Published in the May 14-27 issue of Morgan Hill Life

National news erupted in Morgan Hill May 5, 2010 when five Live Oak High School students choose to wear patriotic-themed clothing to protest the campus’s Cinco de Mayo celebration.

What the students did was a set-up. Live Oak’s principal and assistant principal, legally obliged to keep all students safe, saw potential for the American flag T-shirts to spark violence at a campus known for its racial strife. The administrators gave the boys the option to turn the clothing inside out or go home. The students chose to go home.
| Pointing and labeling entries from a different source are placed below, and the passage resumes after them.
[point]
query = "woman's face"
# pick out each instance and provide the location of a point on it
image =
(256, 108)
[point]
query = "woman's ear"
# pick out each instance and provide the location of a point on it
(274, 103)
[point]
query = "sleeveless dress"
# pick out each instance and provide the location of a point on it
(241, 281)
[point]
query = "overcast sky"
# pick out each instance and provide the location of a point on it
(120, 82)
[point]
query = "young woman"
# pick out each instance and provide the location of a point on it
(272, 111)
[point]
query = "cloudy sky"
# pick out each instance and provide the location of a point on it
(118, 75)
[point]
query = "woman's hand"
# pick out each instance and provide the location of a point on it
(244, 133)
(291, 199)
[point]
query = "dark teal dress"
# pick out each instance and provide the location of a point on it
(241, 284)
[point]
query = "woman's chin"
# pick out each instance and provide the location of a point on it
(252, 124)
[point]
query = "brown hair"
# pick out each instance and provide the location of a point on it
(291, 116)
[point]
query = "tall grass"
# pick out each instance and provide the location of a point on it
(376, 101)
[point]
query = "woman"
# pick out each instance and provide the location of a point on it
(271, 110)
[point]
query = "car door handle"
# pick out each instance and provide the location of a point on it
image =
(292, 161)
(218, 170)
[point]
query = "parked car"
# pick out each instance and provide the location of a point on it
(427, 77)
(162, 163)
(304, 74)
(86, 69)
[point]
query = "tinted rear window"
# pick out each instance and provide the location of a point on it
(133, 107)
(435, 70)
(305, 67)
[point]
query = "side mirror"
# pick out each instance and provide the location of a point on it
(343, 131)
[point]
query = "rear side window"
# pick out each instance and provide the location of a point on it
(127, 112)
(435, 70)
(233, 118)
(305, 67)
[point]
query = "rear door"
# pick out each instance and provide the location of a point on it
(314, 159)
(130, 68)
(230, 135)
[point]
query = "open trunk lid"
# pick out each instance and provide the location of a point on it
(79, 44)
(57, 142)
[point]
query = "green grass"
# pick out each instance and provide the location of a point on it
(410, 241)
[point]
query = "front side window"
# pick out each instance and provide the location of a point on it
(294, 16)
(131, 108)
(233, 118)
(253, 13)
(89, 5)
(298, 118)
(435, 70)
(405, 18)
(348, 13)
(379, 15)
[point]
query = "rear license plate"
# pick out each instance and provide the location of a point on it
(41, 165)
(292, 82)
A short time later, the mainstream media came into play. A Fox News van set up outside the campus. Soon, people all across America learned what happened in Morgan Hill. Pundits stirred up the cauldron of controversy with acerbic comments, warning the U.S. was on the verge of collapse because five students couldn’t express their patriotism through fashion choice.

People in other states sent angry emails, some life threatening, to school board members and elected officials of the Morgan Hill City Council. Our community turned into a bulls-eye of national outrage. Demonstrators gathered outside Live Oak and downtown waving Old Glory and shouting uncivil remarks at Latino drivers passing by, telling many American-born citizens to “go back to Mexico.”
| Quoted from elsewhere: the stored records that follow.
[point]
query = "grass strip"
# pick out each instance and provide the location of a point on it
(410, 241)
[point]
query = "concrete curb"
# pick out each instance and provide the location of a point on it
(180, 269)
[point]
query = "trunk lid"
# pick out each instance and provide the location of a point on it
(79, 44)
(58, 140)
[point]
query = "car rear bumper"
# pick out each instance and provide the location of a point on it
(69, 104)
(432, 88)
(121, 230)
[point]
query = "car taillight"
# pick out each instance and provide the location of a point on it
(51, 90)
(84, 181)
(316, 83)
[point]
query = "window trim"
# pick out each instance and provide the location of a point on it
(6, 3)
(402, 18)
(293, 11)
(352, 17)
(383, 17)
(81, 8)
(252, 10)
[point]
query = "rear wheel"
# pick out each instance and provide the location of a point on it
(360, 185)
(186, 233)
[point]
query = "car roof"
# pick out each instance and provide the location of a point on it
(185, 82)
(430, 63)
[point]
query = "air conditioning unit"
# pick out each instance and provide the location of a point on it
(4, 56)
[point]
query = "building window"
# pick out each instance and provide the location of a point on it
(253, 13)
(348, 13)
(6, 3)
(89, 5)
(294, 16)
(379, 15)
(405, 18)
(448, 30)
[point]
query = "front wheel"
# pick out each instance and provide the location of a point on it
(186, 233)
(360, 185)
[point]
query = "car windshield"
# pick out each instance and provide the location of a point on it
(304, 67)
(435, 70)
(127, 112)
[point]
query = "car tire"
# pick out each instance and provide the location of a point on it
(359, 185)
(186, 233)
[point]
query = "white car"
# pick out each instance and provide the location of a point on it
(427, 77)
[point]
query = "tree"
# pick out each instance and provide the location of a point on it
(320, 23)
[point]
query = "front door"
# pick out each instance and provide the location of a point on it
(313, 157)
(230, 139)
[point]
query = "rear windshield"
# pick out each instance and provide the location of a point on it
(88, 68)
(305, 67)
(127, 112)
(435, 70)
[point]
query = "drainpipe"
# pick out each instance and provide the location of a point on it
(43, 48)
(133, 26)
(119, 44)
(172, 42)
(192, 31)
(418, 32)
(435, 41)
Parents of four of the students sued the school district for violation of their sons’ civil rights. Federal court judges in two decisions determined school administrators’ primary duty is student safety, and it is legally permissible to restrain students’ constitutional right to free speech if that speech might result in violence.

The fact five high school students wore attire of a patriotic color scheme on Cinco de Mayo might seem trivial and not worthy of any level of media coverage. But the immigration debate and the question about who is and who isn’t an American raged in the news at that time. Certain members of the mainstream media used the Live Oak incident to feed the flames of public anger.

Four years later, the tension continues. Last week on Cinco de Mayo in front of Live Oak, a group of citizens demonstrated in a silent vigil carrying American flags. The TV news vans, radio reporters, and print journalists were back. This time, the emotional outrage across America was minimal.

All members of the media have an obligation to report the news responsibly. In the news business the level of attention given to a story affects the story. Banner headlines on a newspaper’s front page can create a public perception of importance to news stories that might not deserve notice. Good editors understand that quality journalism avoids the pitfall of manufacturing a story to fit an ideological agenda.